I’ll add the autocomplete lookups for typed cafe names, but I also wanted some basic quick suggestions based on where the user has been before and their current location.

This would save typing for common places and maybe also hint at other nearby cafés the user mightn’t know about.


The frontend part of these feature went pretty smoothly. The Vue component watches for the users location (HTML5 Geolocation) and calls the backend to load these quick suggestions as it’s known. There’s a little debounce action to slow things down as the geolocation API can return updated positions in quick succession as it locks on a more accurate location.

Geographic Search by Proximity

The smooth progress I was making through this feature hit a wall when it came to actually querying cafés by distance though. I was hoping to use MySQL’s ST_Distance_sphere function to let the DB do that work. I’m running MariaDB though, which although it’s advertised as a ‘drop in’ replacement for MySQL does not support this feature ????

I prefer a simpler dev environment (I’m not using Laravel Valet or Docker images) so I didn’t feel like swapping to MySQL for this project. Changing my workflow to use Valet also wasn’t very appealing when I’m otherwise happy with the setup. so I briefly tried migrating to Postgres. I know it’s a great DB, but I haven’t used it before and that’s a big change to have to make to run one type of query.

In the end I’m going with a raw SQL query to help with this. I’ll add a simple bounding box to its parameters first to avoid having to do a table scan of every cafe in the world (once my DB gets to that point ????)

Although it took a windy path this geo search will also provide the basis for the other cafe search features on the site such as the autocomplete (to improve relevance) and the location based search.

$query  = "SELECT id, cafe_id, lat, lng, address, locality, city,
        ( 6371 * acos( cos( radians(:lat) ) * cos( radians( lat ) ) 
        * cos( radians( lng ) - radians(:lng) ) + sin( radians(:lat2) ) * sin(radians(lat)) ) ) AS distance 
        FROM cafe_locations ";

This is a good step towards being able to add café & coffee reviews, however the next big sticking point will be letting users add new cafés as they go.

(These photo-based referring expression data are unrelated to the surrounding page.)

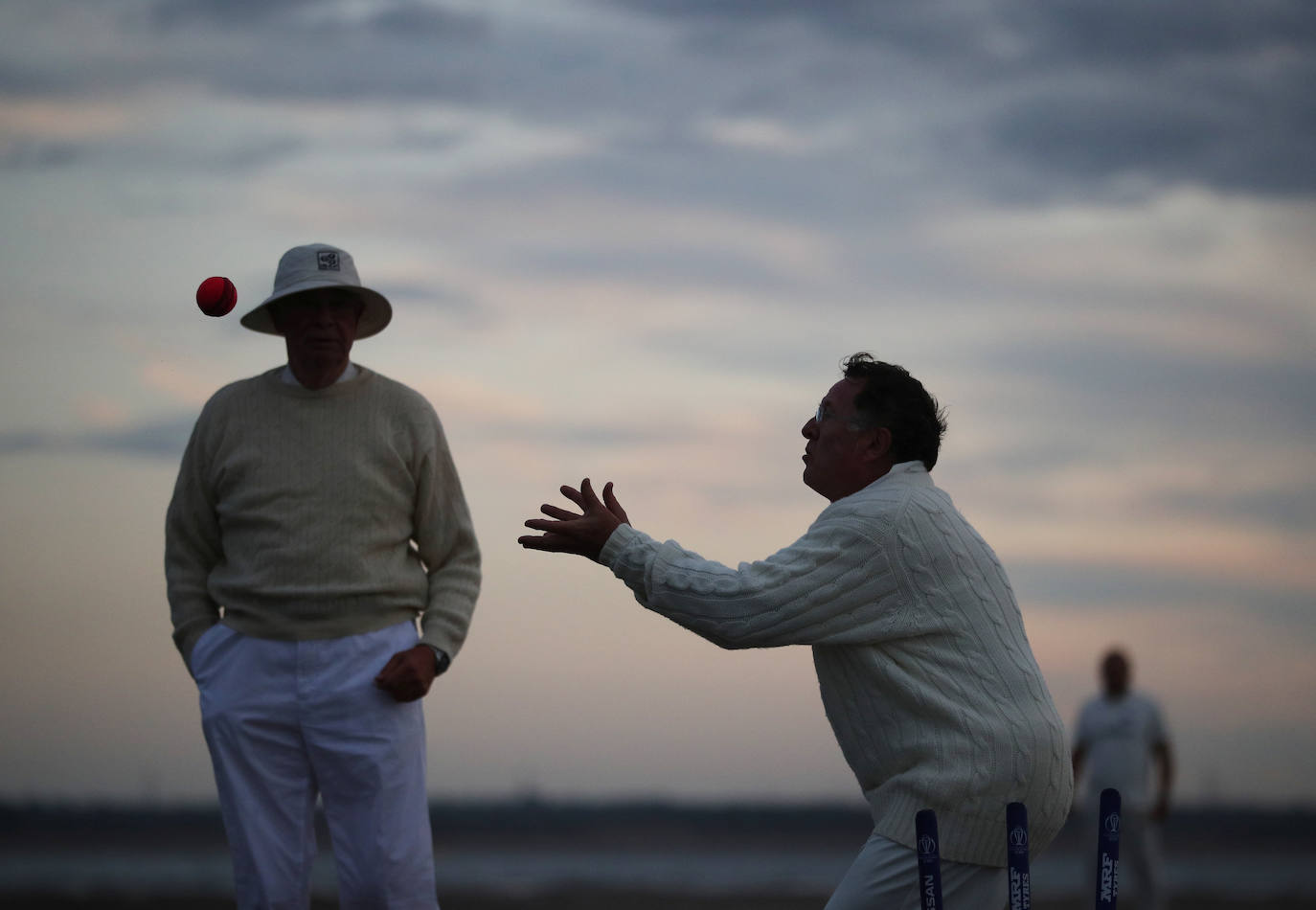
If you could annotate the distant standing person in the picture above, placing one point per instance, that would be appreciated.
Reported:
(316, 517)
(1120, 735)
(924, 668)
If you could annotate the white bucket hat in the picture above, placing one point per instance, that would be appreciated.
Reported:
(315, 267)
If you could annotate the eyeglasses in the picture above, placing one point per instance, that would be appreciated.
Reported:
(824, 413)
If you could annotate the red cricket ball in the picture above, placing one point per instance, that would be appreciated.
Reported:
(216, 297)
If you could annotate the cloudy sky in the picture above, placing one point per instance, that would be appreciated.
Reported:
(633, 239)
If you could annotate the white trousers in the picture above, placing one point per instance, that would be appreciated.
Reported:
(287, 720)
(885, 876)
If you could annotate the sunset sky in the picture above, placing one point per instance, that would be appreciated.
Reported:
(633, 239)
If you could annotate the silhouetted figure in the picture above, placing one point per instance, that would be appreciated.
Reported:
(1120, 737)
(922, 664)
(317, 515)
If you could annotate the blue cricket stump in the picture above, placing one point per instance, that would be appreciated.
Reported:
(1108, 850)
(1016, 856)
(929, 860)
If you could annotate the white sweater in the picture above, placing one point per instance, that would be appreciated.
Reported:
(320, 513)
(924, 668)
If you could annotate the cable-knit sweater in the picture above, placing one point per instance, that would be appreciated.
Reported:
(924, 668)
(320, 513)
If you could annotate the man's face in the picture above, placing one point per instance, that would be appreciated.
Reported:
(319, 327)
(1115, 674)
(834, 456)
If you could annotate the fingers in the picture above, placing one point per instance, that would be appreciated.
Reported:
(588, 495)
(609, 499)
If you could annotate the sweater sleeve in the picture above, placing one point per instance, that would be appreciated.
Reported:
(193, 545)
(832, 586)
(445, 538)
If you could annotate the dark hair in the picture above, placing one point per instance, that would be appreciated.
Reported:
(894, 399)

Ideally I’d like to collect a bit of meta data such as roasters, menu and seating options to help users finding cafés, but I’ll have to see how much data entry users will tolerate. I also need to be aware of how or if I can verify this community sourced data.

Development

Dev is underway. Frontend template is largely built, but will create components as needed, rather than building a complete styleguide and system up front.

Backend dev has begun too; the Laravel backend started, user auth, and initial work on the process of adding cafes. That’s got a few extra steps than a basic CRUD form because I want to geolocate cafes without the user (or me) having to manually lookup their location.

I’m using HTML5 GeoLocation + Google APIs to reverse geocode the user’s current city for a hint as to which cafe they mean when entering data; then another reverse geocode to get lat/lng and address for the cafe in question.

This will let me do some initial data entry without as much tedious Googling and copy/pasting.

It does mean I need to get a bit diverted on the structuring of the application JS though. I don’t want to go to far building ad-hoc hack scripts that are hard to organize later. I need to workout how my application JS will combine with Vue, Vue Components and future code. May also need to consider how I cache user location or reverse geocode results to reduce API demands.